Berikutnya madrasah menyediakan hand sanitizer dan pengukur suhu, mengatur meja di ruang kelas dengan jarak 1-3 meter, menyediakan wastafel di depan ruang kelas dan pihak madrasah melakukan penyemprotan disinfektan usai kegiatan belajar mengajar.
"Selain itu, pihak madrasah wajib memastikan siswa dalam keadaan sehat dengan melakukan pengukuran suhu tubuh, meminta siswa membawa makanan dari rumah, memastikan aktivitas siswa aman, juga memastikan siswa sampai ke rumah setelah jam belajar usai," ujar Zulkifli.

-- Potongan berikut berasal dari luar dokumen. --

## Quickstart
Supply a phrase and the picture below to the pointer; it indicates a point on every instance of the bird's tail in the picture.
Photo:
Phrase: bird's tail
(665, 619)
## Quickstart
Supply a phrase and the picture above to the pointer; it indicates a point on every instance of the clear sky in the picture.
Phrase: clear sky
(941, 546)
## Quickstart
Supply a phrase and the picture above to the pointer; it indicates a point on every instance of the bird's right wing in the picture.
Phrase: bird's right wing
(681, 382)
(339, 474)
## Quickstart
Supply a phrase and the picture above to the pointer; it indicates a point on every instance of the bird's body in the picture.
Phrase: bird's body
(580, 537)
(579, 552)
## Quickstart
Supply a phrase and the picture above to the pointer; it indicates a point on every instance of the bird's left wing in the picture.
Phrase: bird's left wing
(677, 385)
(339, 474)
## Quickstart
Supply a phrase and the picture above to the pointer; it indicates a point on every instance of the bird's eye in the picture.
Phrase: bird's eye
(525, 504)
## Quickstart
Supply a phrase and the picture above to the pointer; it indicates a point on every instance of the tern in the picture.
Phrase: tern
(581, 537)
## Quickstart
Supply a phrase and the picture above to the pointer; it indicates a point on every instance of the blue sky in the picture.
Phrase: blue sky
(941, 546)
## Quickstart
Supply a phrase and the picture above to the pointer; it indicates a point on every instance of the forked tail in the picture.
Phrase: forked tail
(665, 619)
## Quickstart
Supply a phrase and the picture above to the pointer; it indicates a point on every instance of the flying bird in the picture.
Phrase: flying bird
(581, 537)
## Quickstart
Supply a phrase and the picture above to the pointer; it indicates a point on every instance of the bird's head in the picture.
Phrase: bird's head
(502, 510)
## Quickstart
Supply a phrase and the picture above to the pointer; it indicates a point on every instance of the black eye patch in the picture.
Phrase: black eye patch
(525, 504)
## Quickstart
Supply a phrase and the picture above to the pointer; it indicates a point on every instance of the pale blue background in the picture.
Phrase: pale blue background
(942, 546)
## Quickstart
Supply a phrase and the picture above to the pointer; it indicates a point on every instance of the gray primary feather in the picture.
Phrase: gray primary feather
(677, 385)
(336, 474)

Lebih lanjut, sambung Zulkifli, guru harus membawa peserta didik dalam kegiatan atau permainan yang menyenangkan untuk mengembalikan suasana dan motivasi peserta didik. Pembelajaran selama new normal nantinya juga harus diselingi ice breaking agar tidak jenuh.
"Namun untuk kepastian belajar awal tahun pelajaran tetap kita melihat instruksi gubernur hasil rekomendasi tim gugus COVID-19," sebutnya.